Corydoras ortegai ist eine lohnende Wahl für Aquarianer, die ein ruhiges, soziales Bodenfisch-Ensemble aus Südamerika pflegen möchten.
Zucht und Fortpflanzung
Gut dokumentiert, Schwierigkeit mittel. Fortpflanzungstyp: Haftlaicher. Eier werden an Substrat, Pflanzen oder Moos abgelegt. Zuchtwerte: Temperatur 22–24 °C, pH 6,0–7,0, GH maximal 8 dGH.
Konditionierung mit proteinreichem Lebendfutter (Tubifex, Enchyträen, Mückenlarven). Auslöser: Großzügige Wasserwechsel (50–70 %) mit kühlerem Wasser. Typische T-Position vor dem Ablaichen. Gelegegröße: ca. 30–80 Eier. Inkubation: ca. 3–4 Tage bei 24 °C. Erstfutter: Infusorien, dann Artemia-Nauplien und Mikrowürmchen.
Ernährung/Futterbedarf
Allesfresser mit breitem Nahrungsspektrum. Sinkende Granulate und Futtertabletten als Basis.
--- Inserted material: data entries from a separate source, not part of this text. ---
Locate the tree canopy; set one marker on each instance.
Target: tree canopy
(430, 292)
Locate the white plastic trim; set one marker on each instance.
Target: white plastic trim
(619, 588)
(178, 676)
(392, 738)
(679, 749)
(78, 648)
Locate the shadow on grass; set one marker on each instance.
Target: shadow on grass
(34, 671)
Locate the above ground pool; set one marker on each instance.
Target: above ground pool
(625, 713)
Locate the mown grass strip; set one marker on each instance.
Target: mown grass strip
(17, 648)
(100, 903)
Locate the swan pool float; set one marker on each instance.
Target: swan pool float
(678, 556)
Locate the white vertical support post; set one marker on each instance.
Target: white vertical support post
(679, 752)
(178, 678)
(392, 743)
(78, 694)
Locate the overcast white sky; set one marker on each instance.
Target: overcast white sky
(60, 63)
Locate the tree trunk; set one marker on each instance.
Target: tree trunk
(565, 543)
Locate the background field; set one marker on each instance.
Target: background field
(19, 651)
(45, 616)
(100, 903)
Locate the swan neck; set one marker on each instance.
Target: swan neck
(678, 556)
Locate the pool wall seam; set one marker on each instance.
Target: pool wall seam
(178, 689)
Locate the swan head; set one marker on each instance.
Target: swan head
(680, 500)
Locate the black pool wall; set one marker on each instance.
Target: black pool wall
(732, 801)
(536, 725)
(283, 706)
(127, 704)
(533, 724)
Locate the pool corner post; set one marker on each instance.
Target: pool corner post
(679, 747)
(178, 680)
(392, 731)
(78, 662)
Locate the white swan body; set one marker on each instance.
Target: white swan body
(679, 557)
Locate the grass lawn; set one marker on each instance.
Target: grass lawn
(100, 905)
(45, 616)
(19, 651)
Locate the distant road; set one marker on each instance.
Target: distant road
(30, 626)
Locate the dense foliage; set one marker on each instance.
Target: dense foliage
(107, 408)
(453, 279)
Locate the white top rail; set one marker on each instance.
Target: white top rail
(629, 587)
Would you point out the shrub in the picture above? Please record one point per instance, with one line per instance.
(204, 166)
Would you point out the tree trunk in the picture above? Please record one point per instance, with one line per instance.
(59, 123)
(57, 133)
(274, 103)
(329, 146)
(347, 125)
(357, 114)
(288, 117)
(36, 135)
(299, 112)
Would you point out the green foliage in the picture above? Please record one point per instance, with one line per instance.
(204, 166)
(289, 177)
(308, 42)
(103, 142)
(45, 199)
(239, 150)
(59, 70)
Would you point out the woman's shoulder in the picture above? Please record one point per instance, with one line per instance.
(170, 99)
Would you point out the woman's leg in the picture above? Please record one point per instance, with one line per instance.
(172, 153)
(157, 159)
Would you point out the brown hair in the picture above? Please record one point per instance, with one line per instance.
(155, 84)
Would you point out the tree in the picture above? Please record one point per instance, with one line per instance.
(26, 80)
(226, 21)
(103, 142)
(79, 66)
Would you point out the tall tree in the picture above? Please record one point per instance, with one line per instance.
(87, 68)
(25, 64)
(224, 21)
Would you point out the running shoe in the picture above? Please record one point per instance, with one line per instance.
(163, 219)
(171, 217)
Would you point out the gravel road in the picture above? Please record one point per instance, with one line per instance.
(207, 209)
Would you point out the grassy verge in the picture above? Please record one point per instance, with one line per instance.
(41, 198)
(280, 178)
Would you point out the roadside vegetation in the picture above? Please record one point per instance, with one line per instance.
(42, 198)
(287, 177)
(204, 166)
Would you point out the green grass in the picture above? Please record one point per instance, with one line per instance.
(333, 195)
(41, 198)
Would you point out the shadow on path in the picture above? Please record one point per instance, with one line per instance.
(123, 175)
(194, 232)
Ergänzend Lebend- und Frostfutter wie rote Mückenlarven, Tubifex, Artemia und Enchyträen. Abwechslungsreiche Fütterung fördert Kondition und Fortpflanzungsbereitschaft. Futter muss den Boden erreichen.
Fütterungshinweis: Lieber mehrmals täglich kleine Portionen füttern als eine große Mahlzeit. Was innerhalb von 2–3 Minuten nicht gefressen wird, ist zu viel.
Natürlicher Lebensraum
Corydoras ortegai stammt aus dem Einzugsgebiet des Río Yaguas, einem Zufluss des unteren Río Putumayo in Peru. Die Art bewohnt trübe, schlammig-braune Fließgewässer (Weißwasser) mit weichen Böden aus Lehm und feinem Sand. Uferbereiche mit pflanzlicher Deckung und überhängenden Wurzeln bieten Unterschlupf. Die Strömung ist mäßig.